Keywords: Causal Representation Learning, Motion Forecasting, Out-of-distribution Generalization, Few-shot Adaptation, Transfer Learning
TL;DR: Incorporate causal invariance and structure into the design and training of motion forecasting models
Abstract: Learning behavioral patterns from observational data has been a de-facto approach to motion forecasting. Yet, the current paradigm suffers from two shortcomings: brittle under covariate shift and inefficient for knowledge transfer. In this work, we propose to address these challenges from a causal representation perspective. We first introduce a causal formalism of motion forecasting, which casts the problem as a dynamic process with three groups of latent variables, namely invariant mechanisms, style confounders, and spurious features.

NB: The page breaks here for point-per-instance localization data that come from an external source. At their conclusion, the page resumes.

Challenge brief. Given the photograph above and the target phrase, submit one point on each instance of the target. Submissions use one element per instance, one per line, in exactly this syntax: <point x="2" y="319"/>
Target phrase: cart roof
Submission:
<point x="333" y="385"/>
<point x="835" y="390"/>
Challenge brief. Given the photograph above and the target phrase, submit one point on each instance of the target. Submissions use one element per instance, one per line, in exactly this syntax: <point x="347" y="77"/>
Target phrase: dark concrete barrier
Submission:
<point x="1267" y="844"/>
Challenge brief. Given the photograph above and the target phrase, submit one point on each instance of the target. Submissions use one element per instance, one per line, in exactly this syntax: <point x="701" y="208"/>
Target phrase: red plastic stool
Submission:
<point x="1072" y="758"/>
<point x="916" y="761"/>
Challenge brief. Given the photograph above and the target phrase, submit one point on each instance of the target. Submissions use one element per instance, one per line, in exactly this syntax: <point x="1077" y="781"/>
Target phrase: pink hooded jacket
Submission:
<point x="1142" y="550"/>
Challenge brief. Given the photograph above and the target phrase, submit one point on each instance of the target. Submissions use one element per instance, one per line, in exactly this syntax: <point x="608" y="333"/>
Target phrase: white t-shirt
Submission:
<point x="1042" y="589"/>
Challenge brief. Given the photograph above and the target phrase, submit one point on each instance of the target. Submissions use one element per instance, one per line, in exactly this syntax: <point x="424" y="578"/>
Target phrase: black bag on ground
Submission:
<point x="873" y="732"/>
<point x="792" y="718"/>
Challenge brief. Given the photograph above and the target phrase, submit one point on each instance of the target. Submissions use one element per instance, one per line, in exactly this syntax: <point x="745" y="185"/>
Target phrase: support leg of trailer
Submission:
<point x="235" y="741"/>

We then introduce a learning framework that treats each group separately: (i) unlike the common practice of merging datasets collected from different locations, we exploit their subtle distinctions by means of an invariance loss encouraging the model to suppress spurious correlations; (ii) we devise a modular architecture that factorizes the representations of invariant mechanisms and style confounders to approximate a sparse causal graph; (iii) we introduce a style consistency loss that not only enforces the structure of style representations but also serves as a self-supervisory signal for test-time refinement on the fly. Experiment results on synthetic and real datasets show that our three proposed components significantly improve the robustness and reusability of the learned motion representations, outperforming prior state-of-the-art motion forecasting models for out-of-distribution generalization and low-shot transfer.